3.  zasądził od pozwanego na rzecz powoda kwotę 1.517 zł z tytułu kosztów zastępstwa procesowego,

4.  nakazał pobrać od pozwanego na rzecz Skarbu Państwa Sądu Rejonowego w Zduńskiej Woli kwotę 750 zł tytułem opłaty sądowej od uwzględnionej części powództwa, od uiszczenia której powód był zwolniony,

5.  nie obciążył powoda obowiązkiem zapłaty opłaty sądowej należnej Skarbowi Państwa (wyrok – k. 35 akt).

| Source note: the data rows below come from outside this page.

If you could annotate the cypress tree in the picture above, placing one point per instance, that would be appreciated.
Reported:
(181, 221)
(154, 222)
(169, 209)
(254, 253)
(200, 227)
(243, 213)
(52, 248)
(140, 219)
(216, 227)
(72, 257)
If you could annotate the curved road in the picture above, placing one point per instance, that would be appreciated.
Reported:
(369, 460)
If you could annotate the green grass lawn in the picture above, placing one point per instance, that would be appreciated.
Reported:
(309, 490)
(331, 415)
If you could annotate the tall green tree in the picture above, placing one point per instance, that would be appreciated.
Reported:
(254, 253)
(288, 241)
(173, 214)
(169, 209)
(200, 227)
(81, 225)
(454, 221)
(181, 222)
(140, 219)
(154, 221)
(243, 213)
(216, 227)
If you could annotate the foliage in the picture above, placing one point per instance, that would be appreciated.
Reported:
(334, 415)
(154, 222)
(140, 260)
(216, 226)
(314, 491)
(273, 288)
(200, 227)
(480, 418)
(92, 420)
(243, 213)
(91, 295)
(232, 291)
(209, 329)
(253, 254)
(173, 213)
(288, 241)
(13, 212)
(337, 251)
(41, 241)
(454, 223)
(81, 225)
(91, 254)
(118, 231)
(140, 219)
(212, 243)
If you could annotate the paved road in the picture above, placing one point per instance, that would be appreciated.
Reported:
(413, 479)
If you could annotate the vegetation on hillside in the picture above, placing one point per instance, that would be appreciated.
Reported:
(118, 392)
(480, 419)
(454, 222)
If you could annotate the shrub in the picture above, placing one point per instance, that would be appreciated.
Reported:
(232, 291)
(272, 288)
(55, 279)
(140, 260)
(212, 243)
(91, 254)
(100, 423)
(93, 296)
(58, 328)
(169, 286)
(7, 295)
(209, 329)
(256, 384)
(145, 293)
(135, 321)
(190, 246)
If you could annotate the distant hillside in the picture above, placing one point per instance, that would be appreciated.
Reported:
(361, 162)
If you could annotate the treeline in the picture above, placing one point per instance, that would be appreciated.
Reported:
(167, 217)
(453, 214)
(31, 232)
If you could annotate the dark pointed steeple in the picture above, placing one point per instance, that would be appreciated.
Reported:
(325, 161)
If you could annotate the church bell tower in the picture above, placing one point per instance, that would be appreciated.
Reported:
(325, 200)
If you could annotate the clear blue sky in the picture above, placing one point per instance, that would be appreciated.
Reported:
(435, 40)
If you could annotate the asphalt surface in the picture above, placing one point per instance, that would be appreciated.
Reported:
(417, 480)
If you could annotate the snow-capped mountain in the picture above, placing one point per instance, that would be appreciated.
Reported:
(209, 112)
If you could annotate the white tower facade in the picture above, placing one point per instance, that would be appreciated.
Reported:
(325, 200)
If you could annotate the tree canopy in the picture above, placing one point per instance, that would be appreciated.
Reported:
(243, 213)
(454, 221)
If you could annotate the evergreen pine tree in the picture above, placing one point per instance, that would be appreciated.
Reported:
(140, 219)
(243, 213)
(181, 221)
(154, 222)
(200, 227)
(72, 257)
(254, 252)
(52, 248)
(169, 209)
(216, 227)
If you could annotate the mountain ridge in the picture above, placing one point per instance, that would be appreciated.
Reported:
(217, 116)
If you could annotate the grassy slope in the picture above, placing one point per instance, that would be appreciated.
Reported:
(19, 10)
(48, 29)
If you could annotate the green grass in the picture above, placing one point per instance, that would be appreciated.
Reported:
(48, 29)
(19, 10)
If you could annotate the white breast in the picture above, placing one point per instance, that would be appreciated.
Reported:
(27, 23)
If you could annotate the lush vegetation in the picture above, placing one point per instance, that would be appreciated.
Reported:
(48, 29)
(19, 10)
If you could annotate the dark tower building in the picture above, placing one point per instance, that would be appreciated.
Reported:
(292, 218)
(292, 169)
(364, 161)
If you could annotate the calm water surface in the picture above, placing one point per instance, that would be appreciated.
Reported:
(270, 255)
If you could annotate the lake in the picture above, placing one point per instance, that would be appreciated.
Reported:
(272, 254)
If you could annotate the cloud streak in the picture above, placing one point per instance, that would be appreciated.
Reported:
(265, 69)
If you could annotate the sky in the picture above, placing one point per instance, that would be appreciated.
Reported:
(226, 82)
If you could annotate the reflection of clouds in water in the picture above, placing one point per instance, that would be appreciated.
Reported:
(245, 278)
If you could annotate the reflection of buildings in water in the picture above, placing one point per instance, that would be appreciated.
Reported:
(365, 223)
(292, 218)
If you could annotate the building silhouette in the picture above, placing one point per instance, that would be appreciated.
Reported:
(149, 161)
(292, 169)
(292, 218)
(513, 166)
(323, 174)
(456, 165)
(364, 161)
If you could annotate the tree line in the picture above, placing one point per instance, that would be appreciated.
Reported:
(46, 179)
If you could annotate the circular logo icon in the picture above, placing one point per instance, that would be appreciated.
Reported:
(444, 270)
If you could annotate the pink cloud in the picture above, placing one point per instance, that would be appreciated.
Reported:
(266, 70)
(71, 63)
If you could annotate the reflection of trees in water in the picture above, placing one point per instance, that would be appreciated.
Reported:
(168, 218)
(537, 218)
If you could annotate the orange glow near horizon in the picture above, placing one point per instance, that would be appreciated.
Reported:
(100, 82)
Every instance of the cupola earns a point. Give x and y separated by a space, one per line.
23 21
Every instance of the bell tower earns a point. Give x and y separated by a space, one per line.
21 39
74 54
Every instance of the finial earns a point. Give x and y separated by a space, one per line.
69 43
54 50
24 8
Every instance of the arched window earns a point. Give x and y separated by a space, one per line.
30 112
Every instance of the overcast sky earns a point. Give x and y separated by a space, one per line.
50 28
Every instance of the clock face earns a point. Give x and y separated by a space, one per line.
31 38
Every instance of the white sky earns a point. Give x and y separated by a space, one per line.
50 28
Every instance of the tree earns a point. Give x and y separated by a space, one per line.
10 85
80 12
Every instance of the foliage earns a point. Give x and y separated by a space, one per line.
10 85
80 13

Powyższe rozstrzygnięcie Sąd Rejonowy oparł na następujących ustaleniach i wnioskach:

W dniu 07 czerwca 2002 r. w miejscowości S. doszło do zderzenia pojazdu marki M. o numerze rej. (...), którym kierował S. L., i samochodu V. numer rej. (...) kierowanego przez G. K.. Do zdarzenia doszło w wyniku nieprawidłowego zachowania S. L. prowadzącego samochód marki M.. W wyniku tego wypadku śmierć ponieśli obydwaj kierowcy oraz S. P. (2) będący pasażerem samochodu marki V.. Właściciel samochodu marki M. posiadał w pozwanym zakładzie ubezpieczeniowym polisę z tytułu ubezpieczenia od odpowiedzialności cywilnej posiadaczy pojazdów mechanicznych obejmująca okres, w którym doszło do wypadku w następstwie którego śmierć poniósł S. P. (2).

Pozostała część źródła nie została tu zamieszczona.